The crate contains 227 unsafe occurrences (justifying uses-unsafe), concentrated in two areas. First, the Teddy SIMD pointer loops in packed/teddy/generic.rs: every unsafe fn carries a # Safety doc comment detailing the pointer validity pre-conditions, and the sole public entry point (Searcher::find in builder.rs) guards entry with an assert! on the minimum-length invariant before deriving raw pointers from the caller's &[u8] slice. CPU-feature gating is enforced by #[target_feature] attributes on concrete implementations and by runtime CPUID checks before construction. Second, the DFA transition-table indexing in dfa.rs: the next_state method indexes self.trans with a pre-multiplied state ID; the construction invariant guarantees the table is sized to state_len * stride and that all stored IDs are valid, so no out-of-bounds access is possible. The Patterns::get_unchecked and Teddy::verify_bucket unchecked accesses both carry debug_assert! guards and // SAFETY: comments; the bucket index is bounded by bit % BUCKETS which is always less than self.buckets.len(). Together these justify unsafe-safe, unsafe-documented, and unsafe-minimal.
The crate implements the Aho-Corasick automaton (a finite-state data structure, justifying impl-datastructure) and the Teddy and Rabin-Karp multi-pattern search algorithms (impl-algorithm).

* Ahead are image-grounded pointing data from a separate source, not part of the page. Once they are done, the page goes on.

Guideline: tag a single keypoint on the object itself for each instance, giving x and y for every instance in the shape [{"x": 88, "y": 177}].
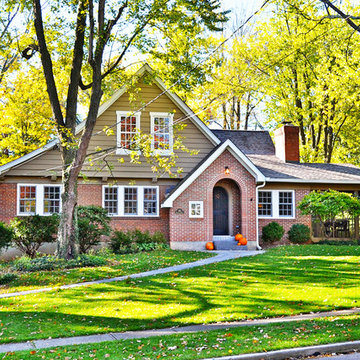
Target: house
[{"x": 238, "y": 181}]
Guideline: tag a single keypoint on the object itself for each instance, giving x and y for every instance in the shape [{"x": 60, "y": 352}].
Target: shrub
[
  {"x": 93, "y": 222},
  {"x": 30, "y": 232},
  {"x": 272, "y": 232},
  {"x": 134, "y": 241},
  {"x": 6, "y": 235},
  {"x": 299, "y": 234},
  {"x": 338, "y": 242},
  {"x": 7, "y": 278},
  {"x": 26, "y": 264}
]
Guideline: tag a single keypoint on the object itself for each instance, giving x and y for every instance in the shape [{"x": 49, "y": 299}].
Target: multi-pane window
[
  {"x": 127, "y": 126},
  {"x": 130, "y": 201},
  {"x": 111, "y": 200},
  {"x": 161, "y": 131},
  {"x": 276, "y": 203},
  {"x": 27, "y": 199},
  {"x": 150, "y": 201},
  {"x": 52, "y": 199},
  {"x": 121, "y": 200},
  {"x": 285, "y": 203},
  {"x": 41, "y": 199},
  {"x": 196, "y": 209},
  {"x": 265, "y": 203}
]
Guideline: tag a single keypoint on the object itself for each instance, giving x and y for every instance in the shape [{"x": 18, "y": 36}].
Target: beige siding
[{"x": 50, "y": 162}]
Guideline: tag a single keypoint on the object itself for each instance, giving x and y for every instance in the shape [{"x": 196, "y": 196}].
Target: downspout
[{"x": 258, "y": 247}]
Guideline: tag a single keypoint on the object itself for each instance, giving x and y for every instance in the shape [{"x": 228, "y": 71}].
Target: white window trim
[
  {"x": 275, "y": 205},
  {"x": 119, "y": 114},
  {"x": 140, "y": 200},
  {"x": 171, "y": 139},
  {"x": 39, "y": 199},
  {"x": 201, "y": 203}
]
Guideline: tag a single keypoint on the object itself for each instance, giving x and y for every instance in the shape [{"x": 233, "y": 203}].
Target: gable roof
[
  {"x": 248, "y": 141},
  {"x": 206, "y": 162},
  {"x": 145, "y": 68},
  {"x": 276, "y": 170}
]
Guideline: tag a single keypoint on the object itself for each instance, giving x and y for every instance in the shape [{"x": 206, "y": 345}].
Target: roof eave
[
  {"x": 235, "y": 151},
  {"x": 312, "y": 181}
]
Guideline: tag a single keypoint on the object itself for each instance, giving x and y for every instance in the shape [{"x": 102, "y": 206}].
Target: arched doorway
[{"x": 220, "y": 211}]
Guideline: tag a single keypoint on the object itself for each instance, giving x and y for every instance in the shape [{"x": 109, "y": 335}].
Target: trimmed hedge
[{"x": 134, "y": 241}]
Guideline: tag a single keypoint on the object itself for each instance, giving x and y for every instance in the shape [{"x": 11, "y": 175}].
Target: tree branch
[
  {"x": 47, "y": 65},
  {"x": 73, "y": 89},
  {"x": 347, "y": 18}
]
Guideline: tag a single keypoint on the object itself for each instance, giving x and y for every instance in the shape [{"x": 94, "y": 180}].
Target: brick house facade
[{"x": 238, "y": 181}]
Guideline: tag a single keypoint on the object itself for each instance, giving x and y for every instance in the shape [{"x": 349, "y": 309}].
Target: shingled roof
[
  {"x": 259, "y": 148},
  {"x": 248, "y": 141}
]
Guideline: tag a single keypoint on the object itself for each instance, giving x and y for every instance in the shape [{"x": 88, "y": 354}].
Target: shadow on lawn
[{"x": 228, "y": 291}]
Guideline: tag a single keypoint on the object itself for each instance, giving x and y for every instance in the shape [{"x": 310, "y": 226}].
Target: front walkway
[
  {"x": 221, "y": 256},
  {"x": 90, "y": 339}
]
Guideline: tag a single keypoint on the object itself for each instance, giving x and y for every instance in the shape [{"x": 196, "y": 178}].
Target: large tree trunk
[{"x": 67, "y": 244}]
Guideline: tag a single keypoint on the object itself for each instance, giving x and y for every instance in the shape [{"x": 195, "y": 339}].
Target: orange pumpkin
[
  {"x": 209, "y": 245},
  {"x": 243, "y": 241},
  {"x": 238, "y": 237}
]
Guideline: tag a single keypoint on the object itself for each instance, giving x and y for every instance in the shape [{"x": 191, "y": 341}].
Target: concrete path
[
  {"x": 352, "y": 356},
  {"x": 221, "y": 256},
  {"x": 77, "y": 340}
]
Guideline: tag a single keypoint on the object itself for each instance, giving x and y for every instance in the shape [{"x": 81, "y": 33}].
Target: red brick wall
[
  {"x": 287, "y": 223},
  {"x": 7, "y": 202},
  {"x": 183, "y": 228},
  {"x": 92, "y": 195}
]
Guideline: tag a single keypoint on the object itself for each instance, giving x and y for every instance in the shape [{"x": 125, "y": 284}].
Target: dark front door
[{"x": 221, "y": 211}]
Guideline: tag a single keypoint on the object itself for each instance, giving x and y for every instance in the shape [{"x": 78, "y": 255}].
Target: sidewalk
[
  {"x": 221, "y": 256},
  {"x": 77, "y": 340}
]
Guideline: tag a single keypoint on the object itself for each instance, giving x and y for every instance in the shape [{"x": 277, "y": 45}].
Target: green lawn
[
  {"x": 118, "y": 265},
  {"x": 283, "y": 281},
  {"x": 210, "y": 344}
]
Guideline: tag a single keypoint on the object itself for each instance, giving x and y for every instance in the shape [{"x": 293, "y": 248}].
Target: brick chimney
[{"x": 286, "y": 140}]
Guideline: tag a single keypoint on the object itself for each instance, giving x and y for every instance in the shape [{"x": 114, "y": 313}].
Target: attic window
[
  {"x": 128, "y": 125},
  {"x": 161, "y": 131}
]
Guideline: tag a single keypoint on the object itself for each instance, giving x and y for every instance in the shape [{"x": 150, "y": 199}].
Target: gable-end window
[
  {"x": 276, "y": 204},
  {"x": 38, "y": 199},
  {"x": 131, "y": 200},
  {"x": 127, "y": 127},
  {"x": 162, "y": 133},
  {"x": 196, "y": 209}
]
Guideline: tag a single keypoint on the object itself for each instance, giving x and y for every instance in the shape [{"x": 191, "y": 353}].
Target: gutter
[{"x": 258, "y": 247}]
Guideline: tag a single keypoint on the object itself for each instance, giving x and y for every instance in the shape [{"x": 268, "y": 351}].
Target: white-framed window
[
  {"x": 122, "y": 200},
  {"x": 276, "y": 204},
  {"x": 128, "y": 125},
  {"x": 41, "y": 199},
  {"x": 162, "y": 133},
  {"x": 196, "y": 209}
]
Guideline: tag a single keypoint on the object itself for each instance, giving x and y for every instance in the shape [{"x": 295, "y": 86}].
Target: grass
[
  {"x": 284, "y": 281},
  {"x": 211, "y": 344},
  {"x": 118, "y": 265}
]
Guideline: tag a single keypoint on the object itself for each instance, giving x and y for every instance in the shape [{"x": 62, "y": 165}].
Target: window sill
[{"x": 127, "y": 152}]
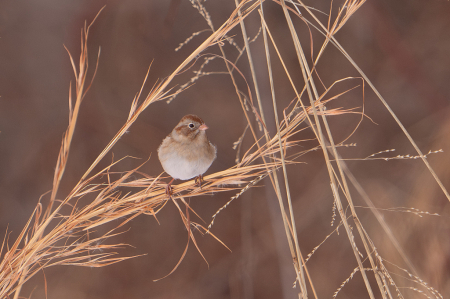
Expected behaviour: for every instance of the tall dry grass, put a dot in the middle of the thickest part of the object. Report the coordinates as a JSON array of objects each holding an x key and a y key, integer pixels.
[{"x": 58, "y": 232}]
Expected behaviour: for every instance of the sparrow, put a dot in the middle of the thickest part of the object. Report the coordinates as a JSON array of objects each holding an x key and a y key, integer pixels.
[{"x": 186, "y": 152}]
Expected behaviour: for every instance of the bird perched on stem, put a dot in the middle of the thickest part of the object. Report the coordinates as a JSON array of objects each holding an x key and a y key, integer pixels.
[{"x": 186, "y": 152}]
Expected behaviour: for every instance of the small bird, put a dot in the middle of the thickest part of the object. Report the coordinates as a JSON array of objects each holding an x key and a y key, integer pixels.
[{"x": 186, "y": 152}]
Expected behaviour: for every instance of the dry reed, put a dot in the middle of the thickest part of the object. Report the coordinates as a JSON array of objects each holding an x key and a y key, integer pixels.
[{"x": 58, "y": 234}]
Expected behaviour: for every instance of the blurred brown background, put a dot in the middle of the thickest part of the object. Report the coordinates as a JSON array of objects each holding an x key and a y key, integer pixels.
[{"x": 404, "y": 48}]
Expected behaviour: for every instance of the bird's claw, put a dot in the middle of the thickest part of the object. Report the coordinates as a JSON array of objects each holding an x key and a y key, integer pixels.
[{"x": 198, "y": 181}]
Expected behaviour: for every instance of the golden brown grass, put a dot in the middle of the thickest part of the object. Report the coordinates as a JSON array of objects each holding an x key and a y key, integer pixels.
[{"x": 58, "y": 233}]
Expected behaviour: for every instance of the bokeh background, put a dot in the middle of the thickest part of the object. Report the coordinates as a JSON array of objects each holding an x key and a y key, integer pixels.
[{"x": 403, "y": 46}]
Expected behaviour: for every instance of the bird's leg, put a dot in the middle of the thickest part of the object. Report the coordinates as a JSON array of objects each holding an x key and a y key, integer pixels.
[
  {"x": 199, "y": 180},
  {"x": 169, "y": 188}
]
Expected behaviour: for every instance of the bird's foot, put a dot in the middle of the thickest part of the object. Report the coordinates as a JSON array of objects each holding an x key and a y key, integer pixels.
[
  {"x": 198, "y": 181},
  {"x": 169, "y": 190}
]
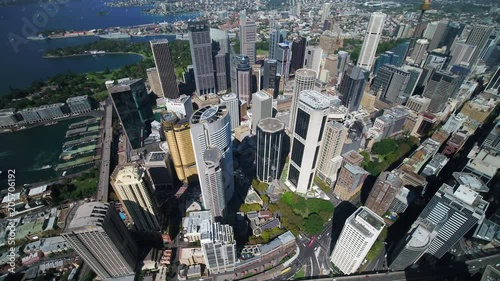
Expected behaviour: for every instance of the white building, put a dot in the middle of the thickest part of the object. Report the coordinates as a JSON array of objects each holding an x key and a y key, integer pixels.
[
  {"x": 183, "y": 106},
  {"x": 372, "y": 38},
  {"x": 233, "y": 106},
  {"x": 312, "y": 113},
  {"x": 130, "y": 186},
  {"x": 360, "y": 232},
  {"x": 211, "y": 127},
  {"x": 262, "y": 107}
]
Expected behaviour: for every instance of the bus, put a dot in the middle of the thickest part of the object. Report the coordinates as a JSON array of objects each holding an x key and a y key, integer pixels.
[{"x": 284, "y": 271}]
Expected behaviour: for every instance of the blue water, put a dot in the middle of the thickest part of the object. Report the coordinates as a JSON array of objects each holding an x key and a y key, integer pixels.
[{"x": 22, "y": 63}]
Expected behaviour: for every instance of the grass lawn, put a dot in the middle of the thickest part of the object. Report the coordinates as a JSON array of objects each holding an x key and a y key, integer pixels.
[{"x": 300, "y": 274}]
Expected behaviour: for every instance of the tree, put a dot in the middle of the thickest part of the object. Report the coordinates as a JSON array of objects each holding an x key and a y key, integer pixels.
[{"x": 313, "y": 224}]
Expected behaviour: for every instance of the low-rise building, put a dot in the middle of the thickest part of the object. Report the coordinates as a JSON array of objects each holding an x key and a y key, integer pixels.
[{"x": 79, "y": 104}]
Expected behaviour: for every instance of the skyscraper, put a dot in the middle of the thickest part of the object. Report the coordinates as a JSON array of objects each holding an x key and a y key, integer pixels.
[
  {"x": 135, "y": 194},
  {"x": 419, "y": 51},
  {"x": 201, "y": 55},
  {"x": 243, "y": 79},
  {"x": 233, "y": 106},
  {"x": 304, "y": 80},
  {"x": 307, "y": 137},
  {"x": 352, "y": 87},
  {"x": 447, "y": 218},
  {"x": 372, "y": 38},
  {"x": 269, "y": 79},
  {"x": 329, "y": 158},
  {"x": 211, "y": 127},
  {"x": 441, "y": 86},
  {"x": 98, "y": 235},
  {"x": 383, "y": 192},
  {"x": 248, "y": 37},
  {"x": 358, "y": 235},
  {"x": 165, "y": 68},
  {"x": 478, "y": 37},
  {"x": 299, "y": 51},
  {"x": 177, "y": 134},
  {"x": 262, "y": 107},
  {"x": 391, "y": 81},
  {"x": 270, "y": 162},
  {"x": 131, "y": 102}
]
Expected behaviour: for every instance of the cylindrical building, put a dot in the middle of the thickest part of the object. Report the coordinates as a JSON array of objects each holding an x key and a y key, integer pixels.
[{"x": 269, "y": 149}]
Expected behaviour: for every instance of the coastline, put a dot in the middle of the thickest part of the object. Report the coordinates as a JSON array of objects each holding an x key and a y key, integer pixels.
[{"x": 107, "y": 53}]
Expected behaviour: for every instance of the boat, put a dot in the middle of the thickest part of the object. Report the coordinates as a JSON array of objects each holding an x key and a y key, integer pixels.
[
  {"x": 39, "y": 37},
  {"x": 50, "y": 123},
  {"x": 114, "y": 35}
]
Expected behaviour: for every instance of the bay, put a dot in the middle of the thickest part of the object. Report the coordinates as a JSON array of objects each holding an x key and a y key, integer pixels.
[{"x": 23, "y": 62}]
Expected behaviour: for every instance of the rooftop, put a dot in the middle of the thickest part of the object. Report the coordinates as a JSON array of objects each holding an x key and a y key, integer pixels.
[
  {"x": 271, "y": 125},
  {"x": 314, "y": 99}
]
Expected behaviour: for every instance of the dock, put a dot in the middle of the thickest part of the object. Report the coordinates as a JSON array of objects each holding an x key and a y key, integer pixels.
[
  {"x": 78, "y": 162},
  {"x": 85, "y": 123},
  {"x": 84, "y": 140}
]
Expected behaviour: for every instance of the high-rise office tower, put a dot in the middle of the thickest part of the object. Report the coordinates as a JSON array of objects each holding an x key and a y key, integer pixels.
[
  {"x": 312, "y": 59},
  {"x": 262, "y": 107},
  {"x": 131, "y": 102},
  {"x": 343, "y": 58},
  {"x": 244, "y": 79},
  {"x": 494, "y": 83},
  {"x": 275, "y": 37},
  {"x": 219, "y": 248},
  {"x": 135, "y": 194},
  {"x": 298, "y": 51},
  {"x": 391, "y": 82},
  {"x": 358, "y": 235},
  {"x": 478, "y": 37},
  {"x": 438, "y": 34},
  {"x": 211, "y": 127},
  {"x": 352, "y": 87},
  {"x": 284, "y": 57},
  {"x": 98, "y": 235},
  {"x": 311, "y": 116},
  {"x": 447, "y": 218},
  {"x": 461, "y": 54},
  {"x": 329, "y": 158},
  {"x": 180, "y": 145},
  {"x": 325, "y": 12},
  {"x": 214, "y": 180},
  {"x": 233, "y": 106},
  {"x": 441, "y": 86},
  {"x": 269, "y": 77},
  {"x": 304, "y": 80},
  {"x": 248, "y": 37},
  {"x": 419, "y": 51},
  {"x": 350, "y": 181},
  {"x": 384, "y": 191},
  {"x": 372, "y": 38},
  {"x": 201, "y": 55},
  {"x": 165, "y": 68},
  {"x": 221, "y": 71},
  {"x": 270, "y": 132}
]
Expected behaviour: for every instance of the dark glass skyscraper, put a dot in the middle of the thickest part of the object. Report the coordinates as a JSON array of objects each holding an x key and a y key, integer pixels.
[
  {"x": 352, "y": 87},
  {"x": 201, "y": 55},
  {"x": 270, "y": 162},
  {"x": 132, "y": 103}
]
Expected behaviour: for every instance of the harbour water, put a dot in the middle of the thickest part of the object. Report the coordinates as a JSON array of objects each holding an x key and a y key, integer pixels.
[
  {"x": 30, "y": 151},
  {"x": 22, "y": 59}
]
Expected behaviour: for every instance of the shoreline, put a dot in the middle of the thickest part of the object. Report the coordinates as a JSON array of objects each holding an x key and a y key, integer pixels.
[{"x": 81, "y": 55}]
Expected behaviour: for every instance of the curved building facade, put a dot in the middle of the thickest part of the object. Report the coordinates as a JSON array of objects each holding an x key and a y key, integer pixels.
[
  {"x": 269, "y": 149},
  {"x": 211, "y": 127}
]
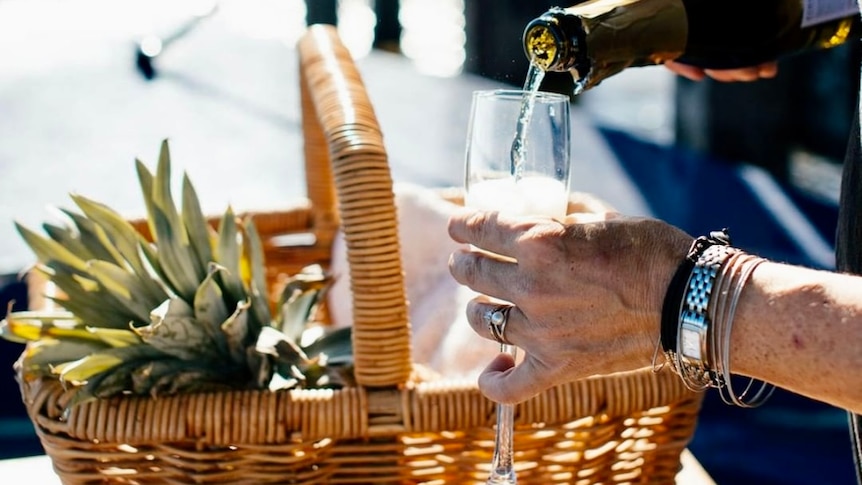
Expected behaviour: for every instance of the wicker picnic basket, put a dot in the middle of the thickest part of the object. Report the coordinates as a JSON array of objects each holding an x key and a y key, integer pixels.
[{"x": 397, "y": 425}]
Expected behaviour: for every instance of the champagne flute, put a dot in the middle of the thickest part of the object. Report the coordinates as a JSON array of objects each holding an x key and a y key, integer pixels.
[{"x": 518, "y": 159}]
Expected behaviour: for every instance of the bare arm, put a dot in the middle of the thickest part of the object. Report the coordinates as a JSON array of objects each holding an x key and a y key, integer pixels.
[
  {"x": 801, "y": 329},
  {"x": 588, "y": 296}
]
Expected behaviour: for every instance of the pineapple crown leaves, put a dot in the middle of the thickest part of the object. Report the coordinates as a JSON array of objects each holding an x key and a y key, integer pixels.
[{"x": 187, "y": 310}]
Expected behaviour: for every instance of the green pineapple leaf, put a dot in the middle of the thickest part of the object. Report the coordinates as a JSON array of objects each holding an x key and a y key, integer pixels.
[{"x": 196, "y": 224}]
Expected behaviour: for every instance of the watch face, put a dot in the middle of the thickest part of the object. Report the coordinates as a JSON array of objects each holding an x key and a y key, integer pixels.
[{"x": 690, "y": 343}]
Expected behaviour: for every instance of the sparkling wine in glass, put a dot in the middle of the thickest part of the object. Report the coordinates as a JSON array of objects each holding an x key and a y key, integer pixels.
[{"x": 517, "y": 162}]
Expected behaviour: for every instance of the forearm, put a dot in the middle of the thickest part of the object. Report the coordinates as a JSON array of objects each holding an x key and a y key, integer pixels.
[{"x": 801, "y": 330}]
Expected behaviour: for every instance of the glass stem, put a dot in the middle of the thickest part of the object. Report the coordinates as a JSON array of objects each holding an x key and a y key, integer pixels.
[{"x": 502, "y": 465}]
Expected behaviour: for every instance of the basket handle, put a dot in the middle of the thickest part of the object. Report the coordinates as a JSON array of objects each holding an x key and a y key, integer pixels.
[{"x": 345, "y": 160}]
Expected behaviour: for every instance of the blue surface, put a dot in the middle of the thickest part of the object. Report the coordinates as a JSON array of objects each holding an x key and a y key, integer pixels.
[{"x": 790, "y": 440}]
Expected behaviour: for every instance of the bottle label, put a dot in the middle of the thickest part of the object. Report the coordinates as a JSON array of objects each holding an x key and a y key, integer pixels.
[{"x": 819, "y": 11}]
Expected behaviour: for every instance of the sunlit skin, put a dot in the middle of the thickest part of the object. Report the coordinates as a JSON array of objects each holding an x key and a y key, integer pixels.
[
  {"x": 588, "y": 292},
  {"x": 767, "y": 70}
]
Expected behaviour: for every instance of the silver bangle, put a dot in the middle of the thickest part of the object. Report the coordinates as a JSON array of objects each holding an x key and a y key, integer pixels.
[{"x": 728, "y": 394}]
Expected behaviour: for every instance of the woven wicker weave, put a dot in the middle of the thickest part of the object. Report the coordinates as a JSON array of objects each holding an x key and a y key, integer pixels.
[{"x": 394, "y": 427}]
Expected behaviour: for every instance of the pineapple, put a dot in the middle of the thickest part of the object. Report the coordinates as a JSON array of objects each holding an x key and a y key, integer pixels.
[{"x": 186, "y": 312}]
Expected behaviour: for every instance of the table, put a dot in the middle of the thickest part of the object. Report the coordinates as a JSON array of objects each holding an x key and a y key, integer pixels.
[{"x": 37, "y": 470}]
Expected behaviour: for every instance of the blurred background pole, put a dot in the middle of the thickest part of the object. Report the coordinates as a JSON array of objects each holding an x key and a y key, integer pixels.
[
  {"x": 387, "y": 30},
  {"x": 321, "y": 12}
]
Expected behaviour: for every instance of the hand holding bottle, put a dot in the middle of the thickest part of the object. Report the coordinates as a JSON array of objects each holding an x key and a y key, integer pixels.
[{"x": 766, "y": 70}]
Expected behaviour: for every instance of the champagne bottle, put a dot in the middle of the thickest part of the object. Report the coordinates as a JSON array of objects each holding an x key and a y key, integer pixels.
[{"x": 596, "y": 39}]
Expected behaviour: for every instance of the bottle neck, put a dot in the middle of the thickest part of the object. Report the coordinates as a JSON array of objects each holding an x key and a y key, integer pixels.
[{"x": 599, "y": 38}]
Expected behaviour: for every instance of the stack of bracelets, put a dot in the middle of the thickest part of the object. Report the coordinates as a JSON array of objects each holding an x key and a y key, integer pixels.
[{"x": 697, "y": 317}]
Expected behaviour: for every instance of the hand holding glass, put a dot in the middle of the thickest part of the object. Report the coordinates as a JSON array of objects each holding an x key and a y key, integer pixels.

The CI matrix covers stable, beta, nightly, and pinned MSRV (1.60.0) on x86, x86-64, aarch64, powerpc64, and s390x; the VCS repository contains 78 #[test] functions in src/tests.rs and a libfuzzer target covering all automaton kinds, match semantics, and prefilter settings (justifying has-unit-tests, has-fuzz-tests, unsafe-tested, algorithm-impl-tested, datastructure-impl-tested). No property-based tests are present (has-property-tests, has-integration-tests). Search semantics (leftmost-first, leftmost-longest, standard) are exercised in the test suite, justifying algorithm-impl-correct and datastructure-impl-correct. Linear time complexity is documented and enforced by construction; the crate does not use any data structures with adversarial complexity exposures (algorithm-impl-bounds, datastructure-impl-bounds).
No findings were recorded. The crate contains no obfuscated code, suspicious network endpoints, or telemetry (is-benign).
Conclusion
The crate's unsafe surface is concentrated in two well-understood areas: SIMD pointer arithmetic for Teddy and DFA transition-table indexing. Both areas are documented with # Safety comments, guarded by construction-time invariants, and covered by a libfuzzer target that exercises all automaton backends and prefilter configurations. No I/O of any kind is present.